I had a question last week from Bozo Popovic ↗ during our EMEA field SE training session on vSAN operations relating to SPBM support for service providers that use vCloud Director in their environments.
Next up Mr. @mylesagray giving a #vSAN operations overview to our EMEA field at the @vmwarevsan workshop this morning pic.twitter.com/48seQc8i7d
— Cormac Hogan (@CormacJHogan) November 30, 2017
I am stating this for clarity - since the vCD 9.0 release we have supported native SPBM compatibility for vCloud Director. SPBM policies can be adopted into vCD and assigned to PVDCs and to tenants via Org VDCs.
Within vCenter you create your SPBM policies as normal, you can see in my lab I have two vSAN policies: vSAN Default Storage Policy
and vSAN High Throughput
.
Moving to vCloud Director then, navigate to Manage & Monitor -> vSphere Resources -> Storage Policies
and you will see your SPBM policies available listed here.

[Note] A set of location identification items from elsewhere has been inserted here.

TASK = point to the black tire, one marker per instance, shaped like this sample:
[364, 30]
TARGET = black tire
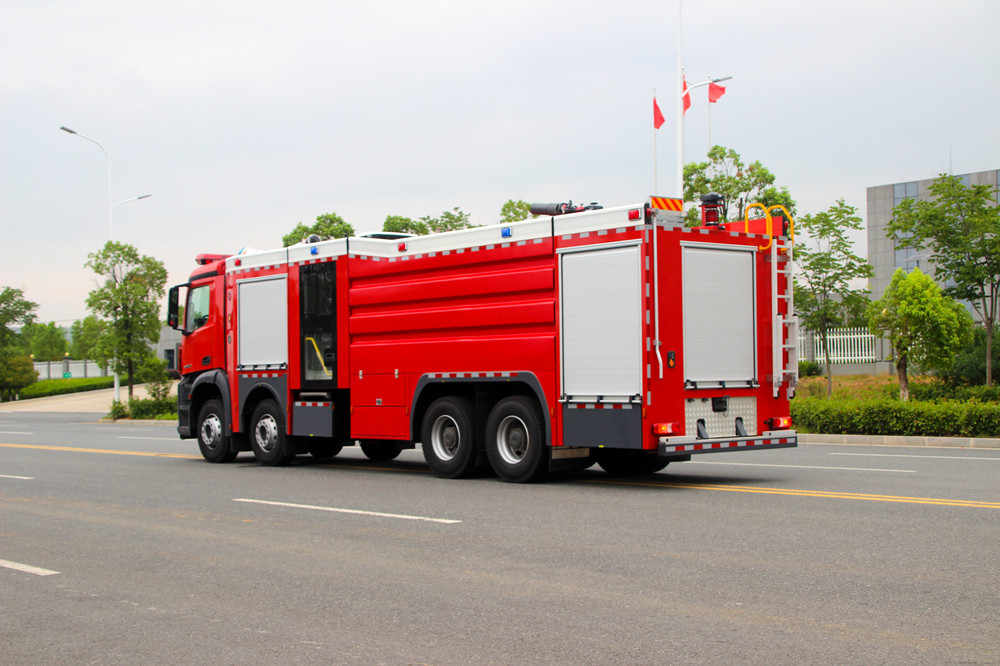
[448, 437]
[267, 435]
[324, 450]
[629, 463]
[381, 450]
[515, 442]
[212, 442]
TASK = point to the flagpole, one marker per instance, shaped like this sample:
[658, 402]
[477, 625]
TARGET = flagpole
[680, 109]
[656, 172]
[709, 122]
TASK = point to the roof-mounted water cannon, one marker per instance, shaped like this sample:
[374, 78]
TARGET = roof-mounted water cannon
[713, 207]
[562, 209]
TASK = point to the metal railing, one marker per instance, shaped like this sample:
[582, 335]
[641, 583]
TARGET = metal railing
[847, 345]
[65, 369]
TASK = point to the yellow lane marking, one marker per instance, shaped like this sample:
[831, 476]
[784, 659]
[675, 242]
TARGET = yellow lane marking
[79, 450]
[811, 493]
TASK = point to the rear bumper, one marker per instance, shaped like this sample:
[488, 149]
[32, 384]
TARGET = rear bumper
[777, 439]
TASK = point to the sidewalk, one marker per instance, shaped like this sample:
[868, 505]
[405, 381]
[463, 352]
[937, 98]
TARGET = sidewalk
[87, 401]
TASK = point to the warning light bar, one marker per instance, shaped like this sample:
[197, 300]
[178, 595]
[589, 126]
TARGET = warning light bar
[666, 203]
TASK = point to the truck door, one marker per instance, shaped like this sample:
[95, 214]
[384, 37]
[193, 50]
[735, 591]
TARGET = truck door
[203, 349]
[601, 323]
[601, 346]
[318, 311]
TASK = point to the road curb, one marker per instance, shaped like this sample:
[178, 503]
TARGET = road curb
[892, 440]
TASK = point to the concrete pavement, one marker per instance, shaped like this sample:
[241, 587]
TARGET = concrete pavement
[87, 401]
[99, 402]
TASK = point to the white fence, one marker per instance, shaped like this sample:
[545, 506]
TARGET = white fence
[64, 369]
[847, 345]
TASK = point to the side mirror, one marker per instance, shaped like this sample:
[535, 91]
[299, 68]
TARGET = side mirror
[173, 309]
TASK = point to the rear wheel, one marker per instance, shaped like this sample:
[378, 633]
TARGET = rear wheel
[515, 442]
[267, 435]
[214, 445]
[629, 463]
[380, 450]
[448, 437]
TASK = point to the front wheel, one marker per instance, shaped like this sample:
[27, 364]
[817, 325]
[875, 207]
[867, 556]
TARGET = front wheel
[267, 435]
[515, 442]
[213, 444]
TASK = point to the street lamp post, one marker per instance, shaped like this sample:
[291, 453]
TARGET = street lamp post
[141, 196]
[111, 208]
[111, 223]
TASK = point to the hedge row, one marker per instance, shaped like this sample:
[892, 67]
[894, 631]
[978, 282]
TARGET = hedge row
[47, 387]
[891, 417]
[143, 408]
[937, 392]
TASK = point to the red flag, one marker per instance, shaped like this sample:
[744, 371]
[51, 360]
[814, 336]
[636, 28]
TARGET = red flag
[715, 92]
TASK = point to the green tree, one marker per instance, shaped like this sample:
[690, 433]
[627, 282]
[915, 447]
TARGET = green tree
[515, 211]
[14, 309]
[129, 297]
[740, 184]
[327, 226]
[960, 228]
[827, 265]
[46, 342]
[925, 326]
[85, 334]
[404, 225]
[449, 220]
[16, 372]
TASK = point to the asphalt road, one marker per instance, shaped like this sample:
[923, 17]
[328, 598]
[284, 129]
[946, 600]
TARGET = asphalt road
[120, 545]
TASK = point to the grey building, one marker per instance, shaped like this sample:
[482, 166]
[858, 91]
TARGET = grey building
[883, 255]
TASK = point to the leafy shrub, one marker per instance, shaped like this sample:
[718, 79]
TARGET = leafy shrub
[892, 417]
[970, 363]
[47, 387]
[118, 410]
[151, 408]
[810, 369]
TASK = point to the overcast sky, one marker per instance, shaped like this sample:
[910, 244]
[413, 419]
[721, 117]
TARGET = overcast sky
[245, 118]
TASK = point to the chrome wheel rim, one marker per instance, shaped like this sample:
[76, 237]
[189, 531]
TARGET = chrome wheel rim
[266, 433]
[211, 432]
[446, 438]
[512, 440]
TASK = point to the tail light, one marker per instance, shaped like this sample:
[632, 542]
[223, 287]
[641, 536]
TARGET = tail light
[780, 423]
[666, 428]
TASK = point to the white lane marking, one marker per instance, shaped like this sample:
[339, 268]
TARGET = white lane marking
[354, 511]
[904, 455]
[839, 469]
[27, 568]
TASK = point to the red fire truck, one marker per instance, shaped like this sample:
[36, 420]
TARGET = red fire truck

This is an obvious departure from the previous architecture of vCD datastores where tags were assigned to datastores and objects were placed directly on to them, as vSAN is a single datastore vCD required the awareness that objects on the same datastore could have different storage policies.
To assign resources to a PVDC in order to allow tenants access to the resource you need to navigate to Manage & Monitor -> Cloud Resources -> Provider VDCs -> {Your PVDC} -> Storage Policies
.
From here you click on the green +
icon and select the relevant SPBM policy available in vCenter to have it utilised by the Provider VDC. You can now allocate this SPBM policy to the tenant Org VDCs that are children of the Provider VDC. Again, navigate to the Org VDC and go to the Storage Policies
tab and click the green +
icon to move a policy into the Org VDC for consumption by the tenant.
At this point the tenant can configure VMs with disparate SPBM policies for individual disks/the whole VM if they wish, during their provisioning cycle, or retrospectively change policies via the VM properties window in vCloud Director.
This includes changing from a traditional tag-based datastore to a vSAN based SPBM policy, which will automatically kick off a Storage vMotion in the background for that resource.